Industri kecil dan menengah juga bisa menjadi penopang pemulihan awal. Meski kapasitasnya terbatas, sektor ini lebih mudah bangkit dibanding proyek infrastruktur raksasa yang membutuhkan dana besar dan waktu panjang.

Masalah besar lain adalah pengangguran. Jutaan orang kehilangan pekerjaan selama perang, dan banyak di antaranya mengungsi ke luar negeri. Mengembalikan tenaga kerja terampil akan sangat sulit jika Suriah tidak mampu menjamin stabilitas politik dan keamanan.

Selain itu, integrasi sosial juga berperan penting. Konflik yang memecah belah masyarakat menyisakan luka mendalam. Tanpa rekonsiliasi, sulit membayangkan roda ekonomi bisa berputar dengan lancar di tengah fragmentasi sosial.

Para ahli menekankan bahwa rekonstruksi ekonomi Suriah bukan hanya soal membangun kembali gedung dan jalan, tetapi juga membangun kepercayaan.
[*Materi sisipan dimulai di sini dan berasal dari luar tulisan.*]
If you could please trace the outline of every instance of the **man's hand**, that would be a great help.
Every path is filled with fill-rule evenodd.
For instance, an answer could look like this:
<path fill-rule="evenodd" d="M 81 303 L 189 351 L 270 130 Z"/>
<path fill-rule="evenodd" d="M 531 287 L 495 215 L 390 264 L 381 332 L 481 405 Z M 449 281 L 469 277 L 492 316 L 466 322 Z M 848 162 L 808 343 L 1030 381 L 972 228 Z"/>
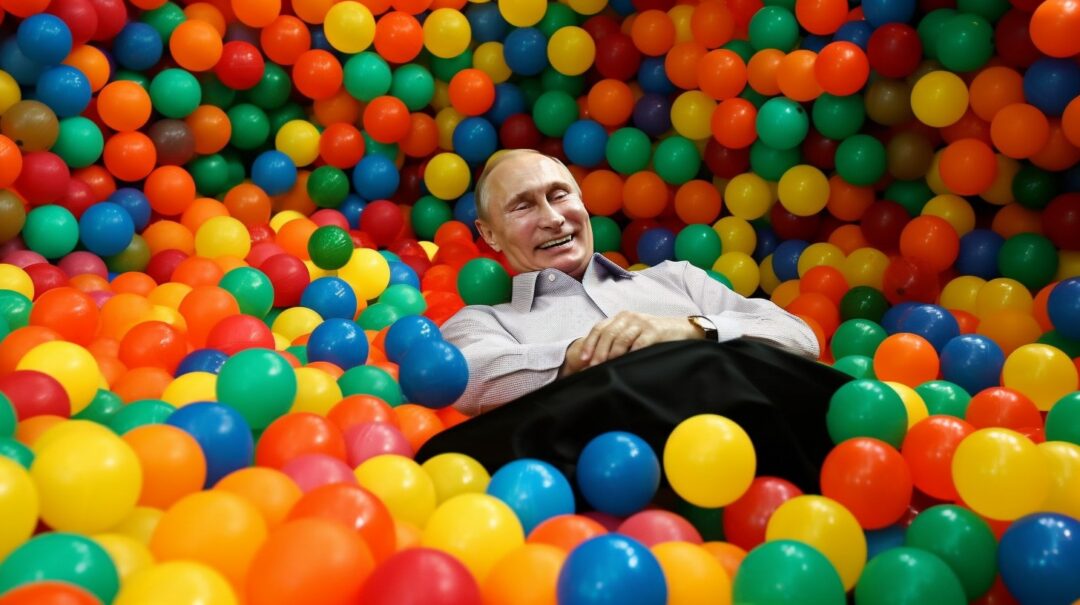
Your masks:
<path fill-rule="evenodd" d="M 704 337 L 705 334 L 686 318 L 623 311 L 598 322 L 586 336 L 570 344 L 559 375 L 573 374 L 658 342 Z"/>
Kepercayaan antara rakyat dengan pemerintah, antara pelaku usaha dengan investor, serta antara komunitas yang pernah bertikai.

Meski jalannya panjang, pengalaman negara lain pascakonflik memberi gambaran bahwa pemulihan selalu mungkin terjadi. Kuncinya ada pada stabilitas, tata kelola yang transparan, serta dukungan internasional yang konsisten.

Suriah kini berdiri di persimpangan sejarah. Dari abu perang, negara ini bisa memilih untuk merangkak bangkit menuju pemulihan, atau terjebak lebih lama dalam krisis. Jalan yang dipilih akan menentukan nasib jutaan rakyat yang menanti harapan baru.